Un intervento edilizio privo di autorizzazione, eseguito su un immobile classificato tra i beni culturali, fa scattare sanzioni anche penali che il seguente disco verde da parte della Soprintendenza non cancellano. Insomma, come a dire che: “fatto il danno, non si scappa dalla punizione”.
È quanto accaduto a un amministratore di uno stabile sottoposto a vincolo che aveva deciso di eseguire alcuni lavori sulla struttura e sulla facciata (sostituzione di alcuni serramenti, di alcuni dispositivi elettrici d’impianto e la realizzazione di un foro coperto da griglia d’aerazione visibile sulla facciata) senza avere l’OK da parte della Soprintendenza ai beni culturali.
Ebbene, ricevuta la condanna, la Cassazione penale con una recente sentenza (n. 14951/2015) ha stabilito la permanenza delle sanzioni anche se nel mentre del processo penale era arrivata la tanto agognata (ma a questo punto, inutile) autorizzazione a procedere.
Quello che interessa maggiormente di questa sentenza è, però, la puntuale distinzione fatta dalla Suprema Corte tra beni paesaggistici e beni culturali, entrambi disciplinati dal Codice dei beni culturali e del paesaggio (d.lgs. n. 42 del 2004), ma differenti per quanto riguarda le sanzioni e la loro estinzione.
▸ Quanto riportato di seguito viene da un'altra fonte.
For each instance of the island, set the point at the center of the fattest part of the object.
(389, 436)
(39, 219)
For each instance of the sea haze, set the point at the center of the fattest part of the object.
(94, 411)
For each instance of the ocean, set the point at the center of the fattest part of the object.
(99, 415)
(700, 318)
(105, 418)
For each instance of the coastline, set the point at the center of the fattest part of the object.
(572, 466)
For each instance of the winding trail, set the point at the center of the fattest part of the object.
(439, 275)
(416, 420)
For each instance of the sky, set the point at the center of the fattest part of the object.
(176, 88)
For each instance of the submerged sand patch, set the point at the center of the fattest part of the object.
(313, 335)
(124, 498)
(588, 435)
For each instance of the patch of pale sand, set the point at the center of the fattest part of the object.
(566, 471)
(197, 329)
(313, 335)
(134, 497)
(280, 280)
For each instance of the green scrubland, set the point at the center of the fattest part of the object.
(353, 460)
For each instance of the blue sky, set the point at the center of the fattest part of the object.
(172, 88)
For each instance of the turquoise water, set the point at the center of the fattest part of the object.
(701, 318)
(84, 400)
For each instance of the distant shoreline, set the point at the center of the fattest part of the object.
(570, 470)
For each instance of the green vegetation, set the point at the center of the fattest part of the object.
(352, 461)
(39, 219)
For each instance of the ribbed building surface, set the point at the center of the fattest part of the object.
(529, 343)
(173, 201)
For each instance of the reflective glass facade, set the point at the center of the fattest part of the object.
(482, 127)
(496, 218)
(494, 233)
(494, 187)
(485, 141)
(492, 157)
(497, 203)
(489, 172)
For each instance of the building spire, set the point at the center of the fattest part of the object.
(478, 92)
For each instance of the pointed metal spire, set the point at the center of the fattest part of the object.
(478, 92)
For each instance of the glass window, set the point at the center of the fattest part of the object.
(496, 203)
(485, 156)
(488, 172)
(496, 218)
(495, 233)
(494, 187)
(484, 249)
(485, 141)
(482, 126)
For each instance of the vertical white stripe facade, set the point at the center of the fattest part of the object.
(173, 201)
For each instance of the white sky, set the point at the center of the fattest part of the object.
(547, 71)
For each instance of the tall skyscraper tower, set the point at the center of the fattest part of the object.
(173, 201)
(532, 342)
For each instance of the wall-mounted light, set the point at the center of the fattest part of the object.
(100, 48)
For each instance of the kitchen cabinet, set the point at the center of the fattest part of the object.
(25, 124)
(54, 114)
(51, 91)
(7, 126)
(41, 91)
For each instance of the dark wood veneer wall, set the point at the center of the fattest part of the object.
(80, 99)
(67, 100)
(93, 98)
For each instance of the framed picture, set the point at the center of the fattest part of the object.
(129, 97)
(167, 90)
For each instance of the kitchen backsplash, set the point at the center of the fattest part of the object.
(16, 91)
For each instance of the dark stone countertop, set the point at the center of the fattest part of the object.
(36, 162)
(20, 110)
In sostanza, affermano gli ermellini, occorre tenere ben distinta la differenza tra cos’è un bene paesaggistico e cosa un bene culturale. Le definizioni si trovano nel decreto n. 42/2004.
I beni paesaggistici sono, per esempio, le cose immobili con evidenti caratteri di bellezza naturale o di singolarità geologica, le bellezze panoramiche considerate come quadri e così via.
Per questo tipo di beni, il reato si estingue con una provvedimento di sanatoria che giunga a posteriori dalla realizzazione dell’intervento abusivo.
I beni culturali sono le cose immobili e mobili appartenenti allo Stato, alle regioni, agli altri enti pubblici territoriali che presentano interesse artistico, storico, archeologico o etnoantropologico: per esempio le raccolte di musei, pinacoteche, gallerie, le collezioni librarie appartenenti allo Stato e gli immobili, di qualsiasi proprietà, che rivestono un interesse particolarmente importante a causa del loro riferimento con la storia politica, militare, della letteratura, dell’arte e della cultura in genere.
Per tali beni, il reato di abuso non si estingue dopo una sopravvenuta autorizzazione, se tardiva. Infatti la ratio della disposizione si spiega nel fatto che si intende tutelare da modifiche il bene da modifiche non previamente autorizzate (poco importa se successivamente all’abuso, tali modifiche possano essere considerate compatibili).
Infine, la Corte ricorda che dal punto di vista urbanistico, a prescindere dalla tipologia di bene sottoposta a vincolo (bene culturale o paesaggistico), il reato può essere sanato dal Comune se si perfeziona la c.d. Doppia Conformità, ossia la compatibilità dell’intervento sia nel momento della sua realizzazione sia quando si richiede la sanatoria.